Wooden Keyboard With Scrabble Tiles Goes The Extra Mile

[Steve M. Potter] loves and respects a good, solid keyboard as much as we do and wanted to build an heirloom-level battleship to grace their home office. Well, you couldn’t ask for a better donor keeb. [Steve] used a Unicomp, the modern Model M. The cases on them are nowhere near as nice as a real model M, but hey, where else are you going to find a keyboard with new buckling spring switches? You’re not. (If anyone has a line on new buckling spring switches by themselves, please let us know.)

Although it has those wonderful buckling spring switches, this body is made of solid cherry. After dialing in the general shape of the case, [Steve] carefully routed out all the key cluster holes using a plunge router. This appears to have been the easy part, because making the keycaps looks terribly tedious.
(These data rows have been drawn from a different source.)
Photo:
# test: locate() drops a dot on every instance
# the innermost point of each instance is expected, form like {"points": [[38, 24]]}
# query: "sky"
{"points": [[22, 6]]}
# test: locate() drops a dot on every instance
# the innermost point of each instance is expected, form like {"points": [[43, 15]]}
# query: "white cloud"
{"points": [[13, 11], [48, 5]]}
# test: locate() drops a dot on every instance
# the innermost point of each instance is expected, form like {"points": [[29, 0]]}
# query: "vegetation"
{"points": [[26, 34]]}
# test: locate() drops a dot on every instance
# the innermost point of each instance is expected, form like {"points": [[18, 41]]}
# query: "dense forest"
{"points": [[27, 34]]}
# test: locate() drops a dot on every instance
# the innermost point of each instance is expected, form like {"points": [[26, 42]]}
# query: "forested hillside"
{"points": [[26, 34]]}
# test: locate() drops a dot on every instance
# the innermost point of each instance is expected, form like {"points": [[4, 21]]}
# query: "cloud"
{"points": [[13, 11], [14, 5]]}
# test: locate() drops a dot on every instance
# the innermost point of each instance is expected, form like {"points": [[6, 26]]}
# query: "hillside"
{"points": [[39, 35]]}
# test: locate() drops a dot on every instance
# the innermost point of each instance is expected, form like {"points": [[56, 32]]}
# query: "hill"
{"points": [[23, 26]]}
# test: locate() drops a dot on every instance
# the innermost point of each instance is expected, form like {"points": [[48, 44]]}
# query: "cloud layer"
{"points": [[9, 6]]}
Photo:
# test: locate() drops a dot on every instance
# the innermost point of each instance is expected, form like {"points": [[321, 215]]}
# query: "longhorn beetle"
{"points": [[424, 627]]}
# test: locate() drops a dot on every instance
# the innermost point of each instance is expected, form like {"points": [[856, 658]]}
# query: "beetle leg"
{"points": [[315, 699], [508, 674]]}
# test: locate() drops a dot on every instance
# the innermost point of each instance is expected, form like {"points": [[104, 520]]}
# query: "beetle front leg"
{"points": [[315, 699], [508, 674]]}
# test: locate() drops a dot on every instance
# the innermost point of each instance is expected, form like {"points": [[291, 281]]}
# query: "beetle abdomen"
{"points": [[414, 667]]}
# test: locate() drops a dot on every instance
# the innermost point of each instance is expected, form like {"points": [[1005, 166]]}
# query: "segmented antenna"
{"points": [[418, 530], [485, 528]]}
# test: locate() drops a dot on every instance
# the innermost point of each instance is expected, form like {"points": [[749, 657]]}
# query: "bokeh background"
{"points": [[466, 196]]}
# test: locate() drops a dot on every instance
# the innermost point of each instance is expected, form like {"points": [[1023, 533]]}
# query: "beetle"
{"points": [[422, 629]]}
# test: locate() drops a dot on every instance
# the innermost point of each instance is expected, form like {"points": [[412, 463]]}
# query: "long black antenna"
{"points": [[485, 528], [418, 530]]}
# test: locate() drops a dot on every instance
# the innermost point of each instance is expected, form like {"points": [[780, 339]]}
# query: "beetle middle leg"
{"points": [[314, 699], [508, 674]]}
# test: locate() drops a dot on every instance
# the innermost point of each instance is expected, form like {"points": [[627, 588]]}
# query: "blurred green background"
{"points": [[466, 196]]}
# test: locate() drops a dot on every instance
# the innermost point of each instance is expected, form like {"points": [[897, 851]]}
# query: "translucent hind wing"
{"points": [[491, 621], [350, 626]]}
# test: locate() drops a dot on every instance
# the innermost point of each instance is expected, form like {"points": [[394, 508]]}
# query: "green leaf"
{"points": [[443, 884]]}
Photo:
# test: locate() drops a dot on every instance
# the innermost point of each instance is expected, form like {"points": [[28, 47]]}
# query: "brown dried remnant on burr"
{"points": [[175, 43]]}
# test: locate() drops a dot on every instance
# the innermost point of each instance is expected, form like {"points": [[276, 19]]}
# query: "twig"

The alphas a number row are all made from 3/4″ maple dowel rod cut down into cylinder nuggets and topped with Scrabble tiles. The F keys and modifiers are cut out of square poplar rod with bird’s eye maple veneer for a unique look. We particularly like the colored F keys — they look like candy or whisky stones, and just happen to be in resistor color code order. But our favorite part has to be the Caps Lock light. We’ll never understand why in situ lock lights went out of fashion.

Like the look of this keyboard but don’t have this much time to invest? Macropads look good in wood, too.

18 thoughts on “Wooden Keyboard With Scrabble Tiles Goes The Extra Mile

  1. What a waste for a perfectly useful key.

    My capslock does compose, so I can type in things like ç, ÿ or ≡, or even ♥.

    But who knows, perhaps one needs a civilised window system for that ;-)

  2. Love it. Warm and shiny and clicky :-)
    And I learned something new. I’ve played Scrabble on and off since I was a kid – a loong time ago – and I never knew you could get wooden tiles. Funny how you find your knowledge of the world has inexplicable gaps in it.

    1. Agreed, some of the best bits of this site, even on the least impressive ‘hacks’ is the parts you didn’t know existed.

      For myself I hate scrabble… I am a lousy speller, but don’t think I’ve ever played with anything but wooden tiles, as I’m fairly sure that is what my grandparents have… Seems like a great use for those tiles to me, much more useful, fun and decorative than a boardgame I really really hate playing…

  3. I spent some time machining my own keyboard keys in Aluminum on my Tormach. Wanted to sell them but realized I preferred spending time with my (now) wife. Super fun project though and I have some cool Cherry keys to use now.